In September 2006, the FASB issued SFAS No. 157, “Fair Value Measurements” (FAS 157). FAS 157
establishes a framework for measuring fair value and expands disclosures about fair value measurements. The
changes to current practice resulting from the application of this statement relate to the definition of fair value, the
methods used to measure fair value, and the expanded disclosures about fair value measurements. We will be
required to adopt the provisions on FAS 157 beginning with our first quarter ending March 31, 2007. We do not
believe that the adoption of the provisions of FAS 157 will materially impact our consolidated financial statements.
Effective December 31, 2006, we adopted the recognition and disclosure provisions of SFAS No. 158,
“Employers Accounting for Defined Benefit Pension and Other Postretirement Plans — an amendment of FASB
Statements No. 87, 88, 106, and 132(R),” (FAS 158). These provisions did not materially impact our consolidated
financial statements. FAS 158 requires an employer to recognize the over-funded or under-funded status of a
defined benefit pension and other postretirement plan (other than a multiemployer plan) as an asset or liability in its
statement of financial position and to recognize changes in that funded status in the year in which the changes occur
through comprehensive income of a business entity. This statement also requires plan assets and obligations to be
measured as of the employer’s balance sheet date. The measurement provision of this statement will be effective for
years beginning after December 15, 2008 with early adoption encouraged. We have not yet adopted the
measurement date provisions of this statement.

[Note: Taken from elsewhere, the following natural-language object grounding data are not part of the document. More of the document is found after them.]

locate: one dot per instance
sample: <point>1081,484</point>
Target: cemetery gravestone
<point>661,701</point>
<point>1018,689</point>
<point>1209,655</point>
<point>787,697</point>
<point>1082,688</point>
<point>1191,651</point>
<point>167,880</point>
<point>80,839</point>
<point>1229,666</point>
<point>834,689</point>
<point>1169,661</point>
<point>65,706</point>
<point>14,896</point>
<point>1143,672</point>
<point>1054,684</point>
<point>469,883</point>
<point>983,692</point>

In 2006, we adopted Staff Accounting Bulletin No. 108, “Considering the Effects of Prior Year Misstatements
When Quantifying Misstatements in Current Year Financial Statements” (SAB 108), which provides interpretive
guidance on how the effects of the carryover or reversal of prior year misstatements should be considered in
quantifying a current year misstatement. The adoption of SAB 108 did not impact our consolidated financial
statements.
ITEM 7A: QUANTITATIVE AND QUALITATIVE DISCLOSURES ABOUT MARKET RISK
Interest Rate Risk
The primary objective of our investment activities is to preserve principal while at the same time maximizing
yields without significantly increasing risk. To achieve this objective, we maintain our portfolio of cash equivalents
and short-term and long-term investments in a variety of securities, including government and corporate securities
and money market funds. These securities are generally classified as available for sale and consequently are
recorded on the balance sheet at fair value with unrealized gains or losses reported as a separate component of
accumulated other comprehensive income (loss), net of estimated tax.
Investments in both fixed-rate and floating-rate interest-earning instruments carry varying degrees of interest
rate risk. The fair market value of our fixed-rate securities may be adversely impacted due to a rise in interest rates.
In general, securities with longer maturities are subject to greater interest-rate risk than those with shorter
maturities. While floating rate securities generally are subject to less interest-rate risk than fixed-rate securities,
floating-rate securities may produce less income than expected if interest rates decrease. Due in part to these factors,
our investment income may fall short of expectations or we may suffer losses in principal if securities are sold that
have declined in market value due to changes in interest rates. As of December 31, 2006, our fixed-income
investments earned a pretax yield of approximately 4.7%, with a weighted average maturity of two months. If
interest rates were to instantaneously increase (decrease) by 100 basis points, the fair market value of our total
investment portfolio could decrease (increase) by approximately $1.3 million.